Controversy continues for ID.me with ‘inferred citizenship’ confusion

Biometric identity authentication firm ID.me is back in the headlines over its agreement with the U.S. Internal Revenue Service to be the sole provider of identity authentication for online access to key tax services via biometric selfie signup. ID.me’s privacy policy reveals that it could potentially create an ‘inferred citizenship’ status for users, causing consternation but easily explained by the company. Meanwhile, Republican senators write to the IRS to raise their serious concerns over the situation and demand answers.

The ID.me customer signup process requires a biometric selfie with liveness detection, a photo of government photo ID and then facial analysis is applied to match the selfie and photo ID. This is then checked against credit agencies and telecommunications networks, reports Business Insider, which suggests that the firm stores an “inferred citizenship” status of some users “based on passport information,” according to the ID.me privacy policy.

The language in the privacy policy, however, is based on the requirements of The California Consumer Privacy Act, a company representative told Biometric Update in an email. Less than four percent of ID.me users submit passport data, and for those who do, no passport data is categorized by citizenship or nationality in company databases.

“We have not and are not creating a database based on citizenship or nationality,” ID.me tells Biometric Update in the email.

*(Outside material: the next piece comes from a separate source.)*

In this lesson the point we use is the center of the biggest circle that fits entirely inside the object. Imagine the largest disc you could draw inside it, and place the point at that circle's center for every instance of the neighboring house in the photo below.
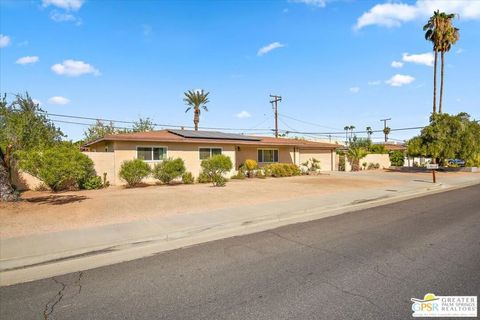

The company also pushed back on allegations that it seems willing to share this data with other government agencies, possibly more readily than firms such as Apple and Google. ID.me says it maintains only an image of the passport, in an encrypted database made available to law enforcement or government agencies only through subpoena, or in identity theft or fraud investigations.

According to comments by an official to Bloomberg, the U.S. Treasury Department is now considering alternatives for securing online access to services.

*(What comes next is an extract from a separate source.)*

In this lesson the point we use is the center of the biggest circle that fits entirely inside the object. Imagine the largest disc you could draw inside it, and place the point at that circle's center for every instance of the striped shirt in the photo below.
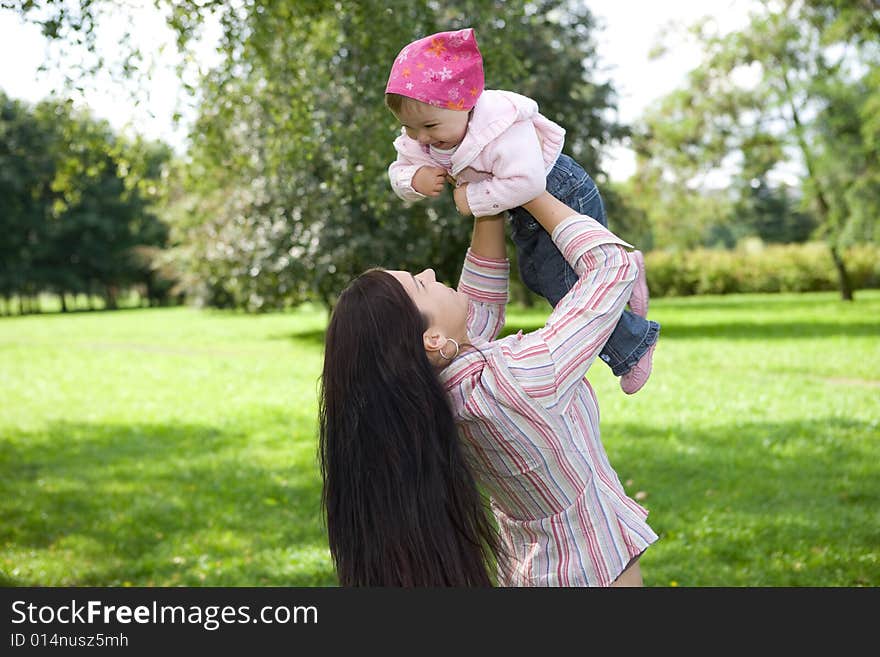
(530, 420)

Republicans write to IRS Commissioner Chuck Rettig

A group of Senate Republicans have written a letter to Chuck Rettig, IRS commissioner, to raise their concerns and ask a series of questions about how the partnership with ID.me will affect civil liberties, to be answered by 27 February.

Led by Ranking Member Mike Crapo (Idaho), the senators list their concerns over the technology, process and the implications of any data breach.

“The IRS has unilaterally decided to allow an outside contractor to stand as the gatekeeper between citizens and necessary government services. The decision millions of Americans are forced to make is to pay the toll of giving up their most personal information, biometric data, to an outside contractor or return to the era of a paper-driven bureaucracy where information moves slow, is inaccurate, and some would say is processed in ways incompatible with contemporary life,” states the letter.

“Of concern, also, is that ID.me is not, to our knowledge, subject to the same oversight rules as a government agency, such as the Freedom of Information Act, the Privacy Act of 1974, and multiple checks and balances.”

On the technical issues, the senators delve into what is happening under the hood. “The most intrusive verification item is the required ‘selfie,’ which is much more than simply uploading a picture; it is submitting one’s face to be digitally analyzed by ID.me into a ‘faceprint’,” write the senators.

“ID.me’s ‘Biometric Data Consent and Policy’ defines biometric data as including ‘fingerprints, voiceprints, hand scans, facial geometry recognition and iris or retina recognition.’ Unlike a password, authenticator application, or hardware key, biometric items can never be changed.”

The senators ask fifteen questions spanning how IRS made the decision to appoint ID.me, what oversight it has over them, what due diligence it carried out, where the data will be stored, and what access ID.me staff have to the data.

This post was updated at 9:12pm Eastern on February 4, 2022 to clarify that ID.me does not create or store nationality categorizations and include comments from the company.